SUMMARY OF THE INVENTION

The present invention meets all these needs, by disclosing methods and processes for brewing beer or any malt beverage that follow traditional brewing practices, with the addition of salts or other compounds that create electrolytes in the finished product, at one or more of the stages of traditional brewing practices. At a high level of summary, in the presently disclosed methods, the salts or other compounds that create electrolytes in the finished product are added in the brewing process at concentrations above those currently recognized in the art of brewing as acceptable, yielding unexpected results. The inventive methods result in a traditional product, with a look, smell, and taste of traditional brewed beer and malt beverages, but with altered electrolyte levels and/or an altered flavor profile. An object of the invention is to provide a traditionally-brewed beer with altered electrolyte levels, resulting in a beer or other malt beverage that is recognized and accepted by consumers as a beer (or other malt beverage), and which can be marketed as a traditional brewed beer (or other malt beverage). Another object of the invention is to provide a traditionally-brewed beer with altered flavor profiles. Other objectives of the present invention are to provide a method for brewing with electrolyte-yielding compounds for increased pH regulation during the brewing process, and/or for use as processing aids during the brewing process.
A further object of the present invention is to provide brewers with methods to control the electrolyte levels in malt beverages, including beer, by disclosing methods for brewing with one or more additions of salts or electrolytes at concentrations higher than is presently known in the art, or otherwise altered. Accordingly, brewers will be able to make and market an actual brewed beer with altered electrolyte levels and a flavor profile, look, and smell that the brewers have been able to test and control, and with the flavor profile optionally altered based at least in part on the electrolyte-yielding compounds.
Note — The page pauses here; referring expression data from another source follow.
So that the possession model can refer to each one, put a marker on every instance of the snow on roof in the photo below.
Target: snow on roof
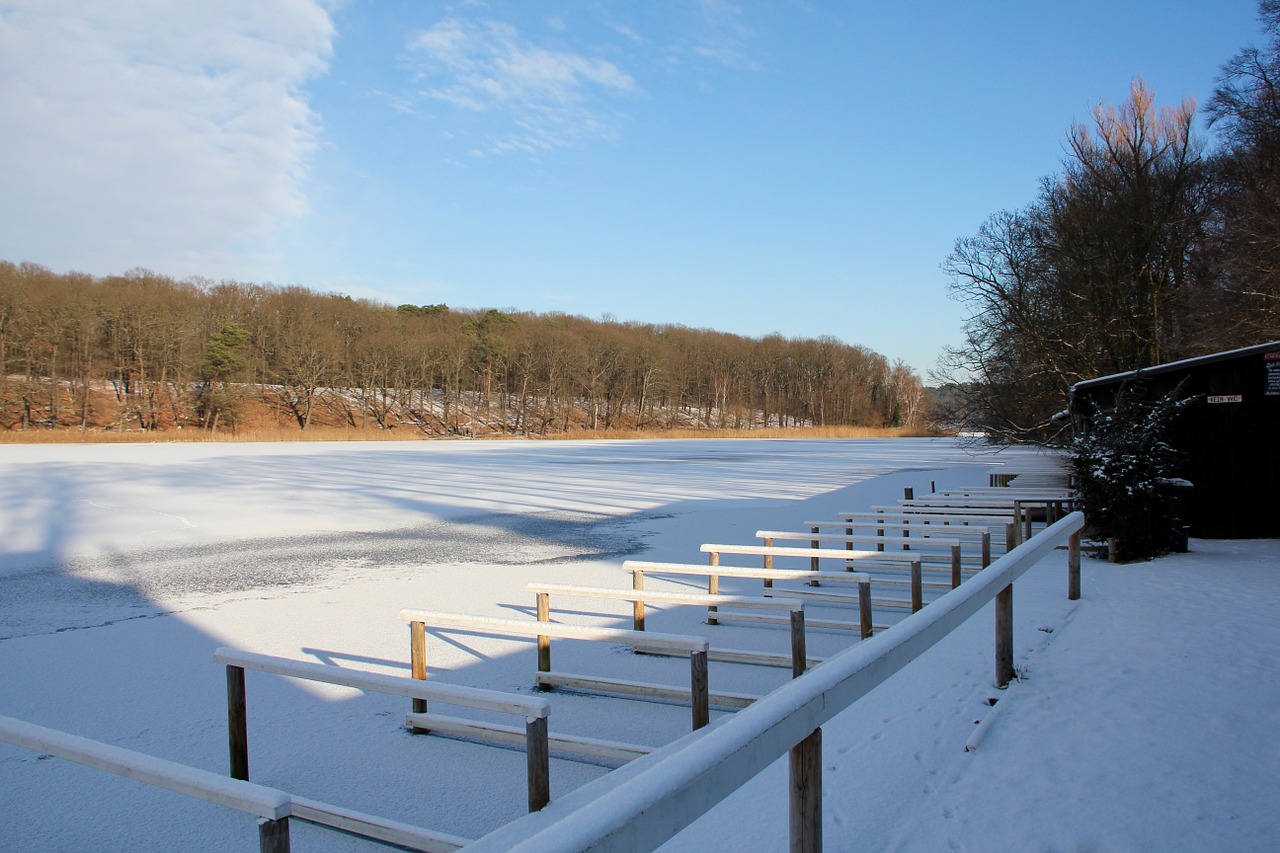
(1178, 365)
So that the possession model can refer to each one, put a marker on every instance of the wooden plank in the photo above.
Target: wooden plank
(521, 628)
(538, 758)
(388, 684)
(380, 829)
(574, 744)
(805, 794)
(851, 600)
(417, 660)
(799, 660)
(937, 515)
(699, 692)
(658, 597)
(745, 573)
(160, 772)
(864, 609)
(853, 538)
(273, 836)
(828, 624)
(641, 689)
(812, 553)
(237, 723)
(1005, 635)
(963, 532)
(544, 642)
(744, 656)
(1073, 568)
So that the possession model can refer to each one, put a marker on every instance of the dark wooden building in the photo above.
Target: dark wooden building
(1228, 437)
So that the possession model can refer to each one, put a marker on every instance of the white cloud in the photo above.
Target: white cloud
(545, 99)
(163, 133)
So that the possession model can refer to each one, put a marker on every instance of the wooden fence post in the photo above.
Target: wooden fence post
(799, 656)
(917, 587)
(712, 588)
(538, 751)
(864, 607)
(417, 658)
(273, 836)
(1005, 635)
(805, 781)
(1073, 566)
(237, 721)
(699, 689)
(544, 642)
(638, 606)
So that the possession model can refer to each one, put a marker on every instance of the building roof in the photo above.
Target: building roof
(1178, 365)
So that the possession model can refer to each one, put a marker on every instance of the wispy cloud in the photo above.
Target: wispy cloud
(547, 99)
(163, 133)
(725, 37)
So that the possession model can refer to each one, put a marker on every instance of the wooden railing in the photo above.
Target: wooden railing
(647, 802)
(272, 806)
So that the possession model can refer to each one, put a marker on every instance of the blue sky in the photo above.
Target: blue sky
(789, 167)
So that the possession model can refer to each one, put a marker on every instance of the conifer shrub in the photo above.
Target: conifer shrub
(1124, 474)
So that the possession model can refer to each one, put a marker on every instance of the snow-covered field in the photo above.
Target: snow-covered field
(1144, 719)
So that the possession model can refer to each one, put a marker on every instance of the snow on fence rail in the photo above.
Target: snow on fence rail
(796, 660)
(698, 694)
(639, 569)
(647, 802)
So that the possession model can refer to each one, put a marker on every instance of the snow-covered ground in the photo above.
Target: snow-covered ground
(1144, 717)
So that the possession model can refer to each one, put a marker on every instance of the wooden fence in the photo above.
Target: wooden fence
(647, 802)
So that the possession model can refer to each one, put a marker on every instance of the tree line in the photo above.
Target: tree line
(192, 354)
(1148, 246)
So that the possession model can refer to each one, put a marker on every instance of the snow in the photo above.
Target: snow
(1143, 719)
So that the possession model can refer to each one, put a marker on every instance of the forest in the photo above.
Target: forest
(1153, 242)
(141, 351)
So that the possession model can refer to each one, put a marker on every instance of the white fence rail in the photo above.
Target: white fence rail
(643, 804)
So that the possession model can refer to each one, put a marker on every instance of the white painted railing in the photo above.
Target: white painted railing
(268, 803)
(643, 804)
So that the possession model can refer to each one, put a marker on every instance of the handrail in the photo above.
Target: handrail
(643, 804)
(214, 788)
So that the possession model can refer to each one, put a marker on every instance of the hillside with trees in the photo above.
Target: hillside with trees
(146, 352)
(1147, 247)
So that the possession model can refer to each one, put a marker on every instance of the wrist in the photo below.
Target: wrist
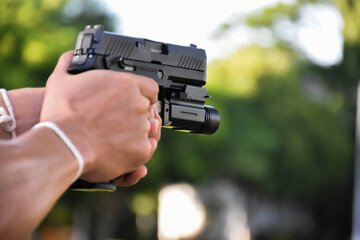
(27, 104)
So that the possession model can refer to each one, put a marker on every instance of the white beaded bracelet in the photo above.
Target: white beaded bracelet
(7, 121)
(67, 142)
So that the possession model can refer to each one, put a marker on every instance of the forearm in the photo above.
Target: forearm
(27, 103)
(35, 169)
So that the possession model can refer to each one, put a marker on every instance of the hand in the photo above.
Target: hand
(108, 116)
(155, 132)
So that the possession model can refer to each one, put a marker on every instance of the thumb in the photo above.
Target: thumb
(64, 62)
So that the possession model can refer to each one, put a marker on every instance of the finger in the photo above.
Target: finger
(64, 62)
(132, 178)
(148, 88)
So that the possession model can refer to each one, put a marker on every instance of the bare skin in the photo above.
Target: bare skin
(108, 116)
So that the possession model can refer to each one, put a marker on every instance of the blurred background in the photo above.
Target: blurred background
(283, 75)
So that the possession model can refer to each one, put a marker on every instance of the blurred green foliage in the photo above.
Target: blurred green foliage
(276, 136)
(35, 33)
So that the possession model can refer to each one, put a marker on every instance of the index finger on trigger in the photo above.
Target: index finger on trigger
(148, 88)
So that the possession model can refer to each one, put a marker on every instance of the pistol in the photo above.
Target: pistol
(180, 72)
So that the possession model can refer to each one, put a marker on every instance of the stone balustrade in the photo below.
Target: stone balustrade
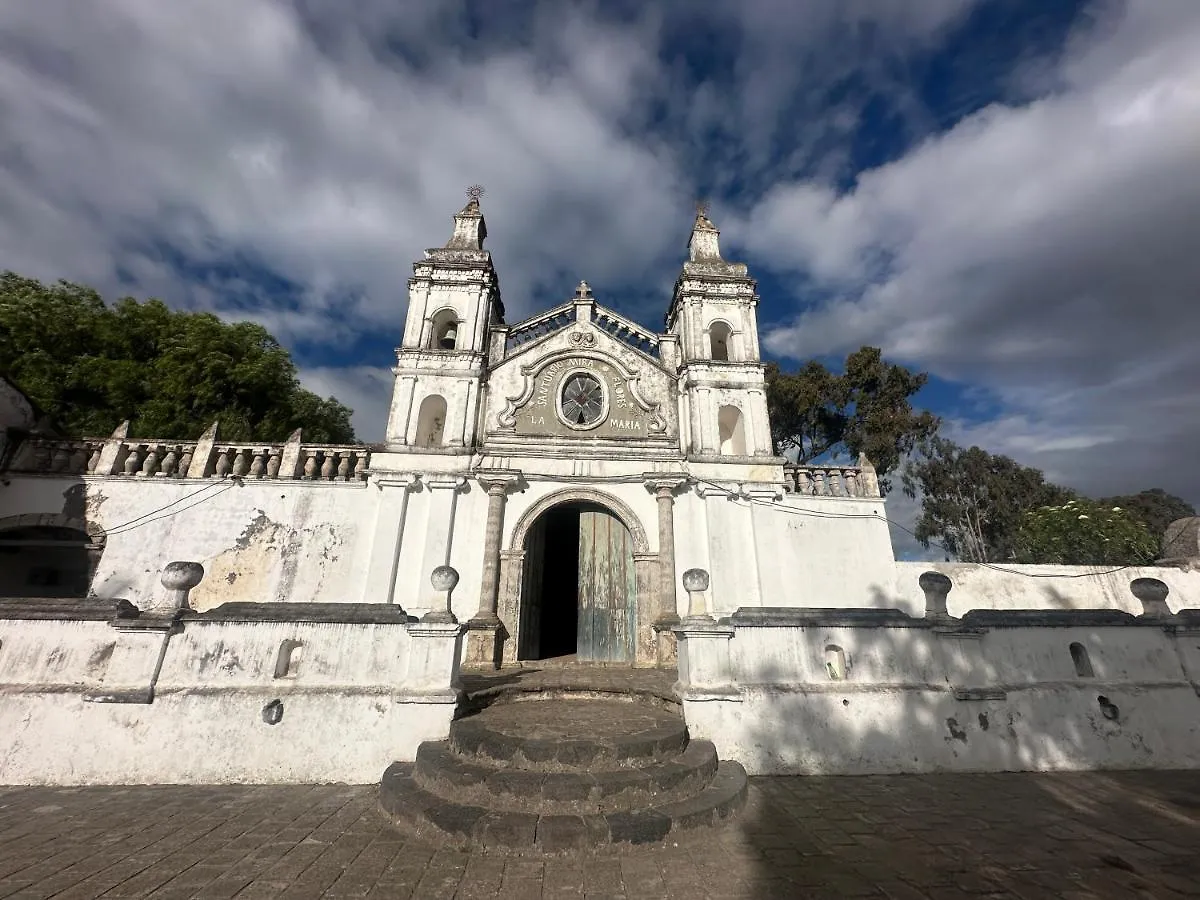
(133, 457)
(627, 331)
(832, 480)
(539, 327)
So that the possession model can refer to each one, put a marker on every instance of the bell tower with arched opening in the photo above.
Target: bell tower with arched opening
(714, 313)
(454, 299)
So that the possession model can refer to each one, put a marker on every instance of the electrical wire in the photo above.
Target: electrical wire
(815, 514)
(231, 481)
(145, 517)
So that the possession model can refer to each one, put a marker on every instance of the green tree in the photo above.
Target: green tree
(868, 408)
(1084, 533)
(1156, 508)
(972, 502)
(171, 373)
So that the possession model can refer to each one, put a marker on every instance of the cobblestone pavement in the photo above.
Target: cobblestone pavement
(1068, 835)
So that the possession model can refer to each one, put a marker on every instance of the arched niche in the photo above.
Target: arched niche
(444, 328)
(431, 421)
(48, 555)
(720, 341)
(731, 431)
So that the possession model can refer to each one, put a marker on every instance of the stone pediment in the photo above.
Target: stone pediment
(579, 381)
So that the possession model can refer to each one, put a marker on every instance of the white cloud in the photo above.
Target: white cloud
(1047, 251)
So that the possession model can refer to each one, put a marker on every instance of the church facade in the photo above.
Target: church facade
(586, 462)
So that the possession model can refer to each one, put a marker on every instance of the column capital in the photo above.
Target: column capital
(498, 481)
(664, 485)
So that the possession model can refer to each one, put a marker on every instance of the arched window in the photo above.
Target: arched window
(1081, 660)
(47, 559)
(431, 421)
(720, 335)
(732, 432)
(444, 330)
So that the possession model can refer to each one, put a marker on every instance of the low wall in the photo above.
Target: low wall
(247, 693)
(1041, 587)
(867, 691)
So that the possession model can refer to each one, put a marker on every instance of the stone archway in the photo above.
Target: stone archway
(516, 580)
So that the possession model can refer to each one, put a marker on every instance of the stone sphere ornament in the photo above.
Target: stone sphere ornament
(695, 580)
(444, 577)
(181, 575)
(1152, 593)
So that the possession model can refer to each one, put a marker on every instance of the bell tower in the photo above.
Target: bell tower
(454, 299)
(714, 315)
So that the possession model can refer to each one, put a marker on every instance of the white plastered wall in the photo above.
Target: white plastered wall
(259, 541)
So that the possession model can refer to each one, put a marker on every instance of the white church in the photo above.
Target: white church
(541, 493)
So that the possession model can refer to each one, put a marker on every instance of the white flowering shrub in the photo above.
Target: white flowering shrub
(1084, 533)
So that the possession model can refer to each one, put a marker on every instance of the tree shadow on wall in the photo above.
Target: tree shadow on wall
(1008, 832)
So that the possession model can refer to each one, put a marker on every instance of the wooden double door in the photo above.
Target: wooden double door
(580, 589)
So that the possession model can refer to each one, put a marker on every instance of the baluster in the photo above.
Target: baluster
(78, 463)
(240, 462)
(150, 462)
(223, 462)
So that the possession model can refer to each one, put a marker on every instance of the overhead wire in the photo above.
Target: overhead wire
(823, 514)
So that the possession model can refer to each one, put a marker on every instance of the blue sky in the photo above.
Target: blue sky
(1003, 193)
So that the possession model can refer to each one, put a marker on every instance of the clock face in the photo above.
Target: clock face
(582, 400)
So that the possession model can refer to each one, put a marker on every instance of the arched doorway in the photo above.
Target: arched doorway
(579, 588)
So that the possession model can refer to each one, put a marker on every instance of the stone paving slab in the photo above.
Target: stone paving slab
(934, 837)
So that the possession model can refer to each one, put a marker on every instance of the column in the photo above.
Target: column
(439, 526)
(497, 484)
(664, 487)
(389, 535)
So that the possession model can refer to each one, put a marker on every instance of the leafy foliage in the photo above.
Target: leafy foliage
(868, 408)
(972, 502)
(1084, 533)
(1156, 508)
(172, 373)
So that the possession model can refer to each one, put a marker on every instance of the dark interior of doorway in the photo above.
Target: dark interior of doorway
(559, 595)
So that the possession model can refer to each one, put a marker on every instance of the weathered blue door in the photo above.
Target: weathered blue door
(607, 589)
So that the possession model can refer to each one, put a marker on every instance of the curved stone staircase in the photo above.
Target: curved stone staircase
(561, 773)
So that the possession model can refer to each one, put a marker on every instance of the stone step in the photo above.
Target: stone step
(429, 815)
(570, 735)
(442, 771)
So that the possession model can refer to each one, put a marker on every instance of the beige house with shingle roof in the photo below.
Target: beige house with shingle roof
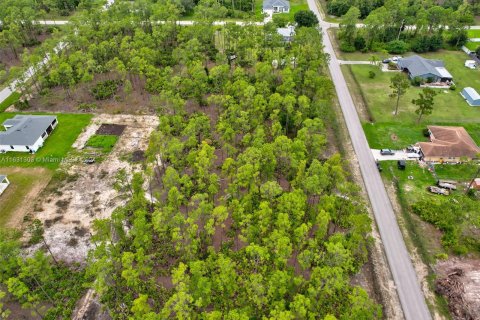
(449, 144)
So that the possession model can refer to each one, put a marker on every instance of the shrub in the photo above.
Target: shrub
(106, 89)
(360, 43)
(397, 47)
(346, 47)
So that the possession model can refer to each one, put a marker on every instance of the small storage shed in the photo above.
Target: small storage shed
(471, 96)
(3, 183)
(471, 64)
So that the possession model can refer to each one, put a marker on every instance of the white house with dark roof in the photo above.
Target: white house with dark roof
(417, 66)
(276, 6)
(26, 133)
(3, 183)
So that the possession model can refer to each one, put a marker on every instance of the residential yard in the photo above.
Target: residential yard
(449, 107)
(86, 192)
(398, 135)
(56, 146)
(9, 101)
(104, 143)
(472, 46)
(473, 33)
(25, 185)
(295, 6)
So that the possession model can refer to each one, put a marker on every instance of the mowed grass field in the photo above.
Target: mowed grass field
(56, 146)
(390, 131)
(17, 199)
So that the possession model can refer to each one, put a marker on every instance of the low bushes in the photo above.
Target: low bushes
(106, 89)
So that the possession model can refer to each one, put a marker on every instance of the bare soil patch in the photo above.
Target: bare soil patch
(69, 210)
(459, 282)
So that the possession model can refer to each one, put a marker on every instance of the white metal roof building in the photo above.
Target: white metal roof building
(26, 133)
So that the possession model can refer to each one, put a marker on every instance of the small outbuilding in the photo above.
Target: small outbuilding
(471, 96)
(4, 183)
(471, 64)
(427, 69)
(276, 6)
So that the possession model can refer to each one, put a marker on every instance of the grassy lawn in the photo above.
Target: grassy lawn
(103, 142)
(56, 146)
(397, 135)
(472, 46)
(353, 56)
(473, 33)
(449, 107)
(25, 184)
(9, 101)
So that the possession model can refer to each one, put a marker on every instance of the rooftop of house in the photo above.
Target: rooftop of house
(419, 66)
(24, 130)
(449, 142)
(268, 4)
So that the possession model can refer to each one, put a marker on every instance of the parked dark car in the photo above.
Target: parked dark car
(387, 152)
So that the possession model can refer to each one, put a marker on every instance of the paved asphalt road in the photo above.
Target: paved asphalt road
(406, 281)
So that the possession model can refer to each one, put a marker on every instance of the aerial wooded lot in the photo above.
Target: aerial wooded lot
(241, 209)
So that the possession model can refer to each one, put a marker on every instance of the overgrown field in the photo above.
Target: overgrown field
(251, 216)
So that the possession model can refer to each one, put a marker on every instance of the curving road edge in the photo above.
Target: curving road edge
(408, 287)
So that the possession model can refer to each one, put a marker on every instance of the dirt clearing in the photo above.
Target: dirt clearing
(459, 282)
(17, 200)
(88, 194)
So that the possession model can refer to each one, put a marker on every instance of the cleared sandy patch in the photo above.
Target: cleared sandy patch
(68, 212)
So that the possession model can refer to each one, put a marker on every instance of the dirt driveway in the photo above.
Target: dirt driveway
(69, 211)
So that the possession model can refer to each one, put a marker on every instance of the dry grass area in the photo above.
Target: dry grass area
(459, 282)
(17, 200)
(68, 210)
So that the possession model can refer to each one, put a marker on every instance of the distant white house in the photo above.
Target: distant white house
(276, 6)
(287, 33)
(3, 183)
(26, 133)
(471, 64)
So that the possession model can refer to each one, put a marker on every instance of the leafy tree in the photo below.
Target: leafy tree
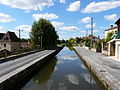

Additionally, the present invention discloses additions of the salts or electrolyte-yielding compounds at any stage of the brewing process, in contrast with the current state of the art, creating a beer or malt beverage through the traditional brewing process with control by the brewer of the altered electrolyte levels and/or altered flavor profile. The present invention also discloses malt beverages, including but not limited to beer, made with any of the presently disclosed methods.
As a mid-level overview of the present invention, the presently disclosed methods comprise additions of one or more salts, or other electrolyte-yielding compounds, to the brewing ingredients or steps, before, during or after one or more of the steps of the brewing process. The present invention provides improvements in flexibility of the brew process. The present invention also provides improvements in which types of beers may be produced in a given location with a particular water supply, because the water available as an ingredient for making the malt beverage strongly influences the range of finished products (specifically, their flavor profiles, looks, and smells) that can be produced in a location. By providing methods for producing beers and other malt beverages with electrolyte additions in production that exceed what is currently believed to be feasible in the art of brewing, the present invention expands the types and flavors of malt beverages that can be brewed at a given location. Any such applications of the present invention provide improved convenience, control, and flexibility over the present art.
The present invention provides methods for controlling the levels of electrolytes that the current art of brewing does not consider important: sodium and potassium. The present invention provides methods for controlling the levels of electrolytes, principally sodium, potassium, magnesium, and calcium, and others, throughout the brewing process, meaning at any stage of brewing, and not only to the strike water, during the sparging, or during the boiling stage. The present invention presents methods to alter the levels of one or more electrolytes to be different from typical levels of electrolytes found in beer. In some embodiments of the present invention, levels of one or more electrolytes are altered to be higher than in typical beer brewing processes. The present invention also uses electrolyte-yielding compounds that are not typically used, or not used at all, in the current art of brewing.
Lastly, the present invention provides improvement over the current state of the art of brewing malt beverages or beer, by simplifying the production of beer with altered electrolyte levels and/or altered flavor profiles.
These aspects of the present invention, and other disclosed in the Detailed Description of the Drawings, represent improvements on the current art. This summary is provided to introduce a selection of concepts in a simplified form that are further described below in the Detailed Description of the Drawings. This Summary is not intended to identify key features or essential features of the claimed subject matter, nor is it intended to be used to limit the scope of the claimed subject matter.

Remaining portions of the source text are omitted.